It shouldn't come as a shock if a 92 year old man dies, but with Marcel Reich-Ranicki, the literary world has lost a giant.
It's difficult to explain Marcel Reich-Ranicki and his work in a language that's not German. Because he was the language, and very few knew how to use it the way he did. It was a weapon, a sharp sword. He split opinions like Marmite; he pushed and petted his favourite authors and at times trashed the ones he didn't like with the subtlety of a steamroller, but he didn't leave anybody involved with German literature untouched. He could be a choleric and overbearing, he was vain but also very charming and an unique personality.
To call Marcel Reich-Ranicki a "literature critic" wouldn't do him justice. He was a national monument. Born on 2nd June 1920 in Wloclawek to a Polish father and German mother, he moved with his family to Berlin in 1929. As a jew, he was deported to Poland in 1938. Together with his wife Teofila he fled the Warshaw Ghetto in 1943. Both survived the Holocaust by going underground.

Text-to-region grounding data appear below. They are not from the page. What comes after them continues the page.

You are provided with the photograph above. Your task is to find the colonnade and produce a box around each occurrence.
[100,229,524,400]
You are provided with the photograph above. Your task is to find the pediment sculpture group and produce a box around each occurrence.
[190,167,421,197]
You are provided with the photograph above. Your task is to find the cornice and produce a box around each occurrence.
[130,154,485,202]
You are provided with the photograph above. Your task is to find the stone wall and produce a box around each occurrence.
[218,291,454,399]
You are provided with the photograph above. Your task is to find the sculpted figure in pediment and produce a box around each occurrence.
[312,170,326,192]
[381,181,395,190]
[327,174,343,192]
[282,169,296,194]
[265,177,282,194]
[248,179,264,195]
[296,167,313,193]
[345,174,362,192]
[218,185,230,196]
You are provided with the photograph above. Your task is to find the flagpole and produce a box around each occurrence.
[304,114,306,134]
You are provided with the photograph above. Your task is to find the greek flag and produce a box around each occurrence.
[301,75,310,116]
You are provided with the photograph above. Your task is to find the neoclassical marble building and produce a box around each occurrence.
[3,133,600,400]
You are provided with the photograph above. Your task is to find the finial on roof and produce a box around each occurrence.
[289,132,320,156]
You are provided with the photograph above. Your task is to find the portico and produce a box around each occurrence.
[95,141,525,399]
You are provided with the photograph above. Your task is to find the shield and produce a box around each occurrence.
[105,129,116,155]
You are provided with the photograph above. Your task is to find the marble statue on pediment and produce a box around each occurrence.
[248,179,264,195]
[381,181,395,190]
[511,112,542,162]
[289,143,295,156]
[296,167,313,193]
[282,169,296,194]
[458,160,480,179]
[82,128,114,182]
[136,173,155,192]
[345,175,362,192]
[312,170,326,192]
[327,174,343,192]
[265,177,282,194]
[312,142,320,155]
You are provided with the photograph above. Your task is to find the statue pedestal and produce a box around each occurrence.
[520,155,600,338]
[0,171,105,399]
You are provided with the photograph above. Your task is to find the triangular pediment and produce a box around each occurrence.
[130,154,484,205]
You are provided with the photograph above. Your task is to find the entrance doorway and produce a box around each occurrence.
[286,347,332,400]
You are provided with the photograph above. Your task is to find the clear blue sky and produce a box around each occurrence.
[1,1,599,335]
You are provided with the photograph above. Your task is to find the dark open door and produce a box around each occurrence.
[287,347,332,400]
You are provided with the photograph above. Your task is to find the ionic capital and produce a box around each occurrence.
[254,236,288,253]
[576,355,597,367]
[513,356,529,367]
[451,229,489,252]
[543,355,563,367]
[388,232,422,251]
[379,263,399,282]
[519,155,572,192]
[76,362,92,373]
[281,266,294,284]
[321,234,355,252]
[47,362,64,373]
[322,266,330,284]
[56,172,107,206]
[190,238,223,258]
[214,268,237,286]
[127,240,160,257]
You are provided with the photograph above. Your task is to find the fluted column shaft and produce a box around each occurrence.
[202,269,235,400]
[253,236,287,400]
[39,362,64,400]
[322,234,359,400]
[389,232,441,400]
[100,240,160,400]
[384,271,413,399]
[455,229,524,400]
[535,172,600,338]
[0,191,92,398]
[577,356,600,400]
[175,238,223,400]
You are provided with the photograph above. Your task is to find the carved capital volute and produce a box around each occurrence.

As a writer, I have taken many of Reich's words to heart. Yes, he was a harsh critic, but so often, he was right. (Apologies for the probably not very accurate translations).
"Back then, I said to my wife. "I'll begin a very dangerous experiment. I'll write for the audience, and I'll write in such a way that everybody will understand what I mean."
"Honesty is the first duty of the critic."
"One shouldn't believe critics to be murderers. They only issue the death certificate."
"Incomprehensibility doesnt't prove deep thoughts."
"Money can't buy you happiness. But if you're unhappy, it's nicer to cry in a cab than on the tram."
"You can't fertilise a garden by farting through the fence."
"Authors will forgive their colleagues everything but success."
"Anaemia is an illness predominantly suffered from characters in novels."
On author Charlotte Roche: "Her style isn't bad. She doesn't have a style at all."
On "Fifty Shades of Grey": "It was tortorous, abhorrent, terrible."